Senhora das Candeias – a rir, inverno a vir; a chorar, inverno a passar

Foto da capela da Senhora do Barrocal/Candeias - Carvalhal de Romãs (Festa de 2018)

[Mais um magnífico texto de Louro de Carvalho no blog ideiaspoligraficas.blogspot.com]

Popularmente o 2 de fevereiro, quarenta dias depois do Natal, era o dia da Candelária ou da Festa da Senhora das Candeias pelo facto de tradicionalmente, com a apresentação do menino Jesus no Templo, se relevar a purificação de Nossa Senhora e se fazer a bênção das velas e subsequente procissão antes da Missa e para a Missa.

Segundo Dom António Couto, Bispo de Lamego, as Igrejas do Oriente conhecem-na por “Festa do Encontro (Hypapantê) e dos Encontros: encontro de Deus com o seu Povo agradecido, mas também de Maria, de José e de Jesus com Simeão e Ana e também connosco”.

É uma das mais antigas festas da Virgem Maria. Introduzida em Jerusalém no século IV, encontramo-la em Roma no século VI. A procissão começou a fazer-se com Sérgio I no final do século VII, mas a bênção das velas entrou no missal no século X. Embora fosse considerada uma festa de Maria, o seu objeto principal era – como é – a apresentação de Jesus no Templo, enquanto a purificação da Virgem ficava em concomitância. Assim, a bênção das velas proclama Jesus como luz do mundo, a procissão evoca a caminhada de Maria e José para o Templo, a cera das velas simboliza a carne de Jesus, o pavio representa a sua alma e a chama espelha a divindade. Por isso, a respeitosa conservação da vela benzida em nossas casas pode, se a fé tiver a força da moção de montanhas, atrair os favores divinos e afugentar as desgraças.

Ainda bem que a reforma do calendário litúrgico estipulada pelo Concílio Vaticano II recentrou a festa em Cristo e a denominou Festa da Apresentação do Senhor, mantendo a vertente maternal de Maria e custodiante de José.
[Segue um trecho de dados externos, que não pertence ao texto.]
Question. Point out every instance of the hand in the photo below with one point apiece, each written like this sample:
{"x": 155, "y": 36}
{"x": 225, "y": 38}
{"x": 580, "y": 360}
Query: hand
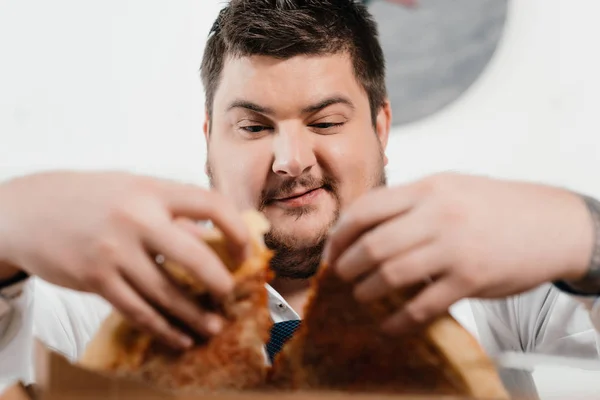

Sujeito à Lei (Gl 4,4), Jesus, como filho varão primogénito, é apresentado a Deus, a quem pertence nos termos da Lei, segundo a qual todo o filho primogénito, macho, tanto dos homens como dos animais, pertence a Deus (Ex 13,11-13), bem como as primícias dos campos (Dt 26,1-10). E o filho primogénito varão, pertença do Senhor, para voltar para casa com os pais, era resgatado com a oferta de 5 ciclos. Por outro lado, a mulher, após o parto dum filho varão, tinha de esperar 40 dias para lhe ser lícita a entrada no Templo, no termo dos quais devia oferecer um cordeiro e uma pomba ou uma rola e, se fosse pobre, como era o caso de Maria e José, ofereceria em vez do cordeiro, uma pomba ou uma rola. Maria, porque era virgem no parto e o seu Filho é Deus, não estava obrigada a esta lei, mas quis sujeitar-se a ela como exemplo de obediência, humildade e discrição.

Assim, para cumprir a Lei de Deus, 40 dias após o seu nascimento, Jesus é levado pela primeira vez ao Templo para ser consagrado ao Senhor (o consagrado nunca deixaria de pertencer ao Senhor, sendo o resgate necessário por motivo educacional e para ter uma vida normal), onde, pela primeira vez, se deixa ver como a Luz e esperança do mundo.

O trecho do Evangelho de Lucas proclamado e escutado nesta festa (Lc 2,22-40) põe em cena o velho Simeão (nome que significa “escutador”), que vive atento e à escuta e que o Evangelho apresenta como homem justo e piedoso, que esperava a consolação de Israel. Ora, o velhinho, de extremosa atenção e coração vigilante, veio ao Templo impelido, não por qualquer outra energia (água, vento, carvão, petróleo ou derivados, eletricidade, energia nuclear, força humana…), mas pelo Espírito (“en tôi pneúmati”). Um exemplo para nós, que badalamos o nosso protagonismo e vontade de poderio, não dando espaço e tempo à brisa suave, nascente e fecunda do Espírito, que sopra donde quer e renova todas as coisas.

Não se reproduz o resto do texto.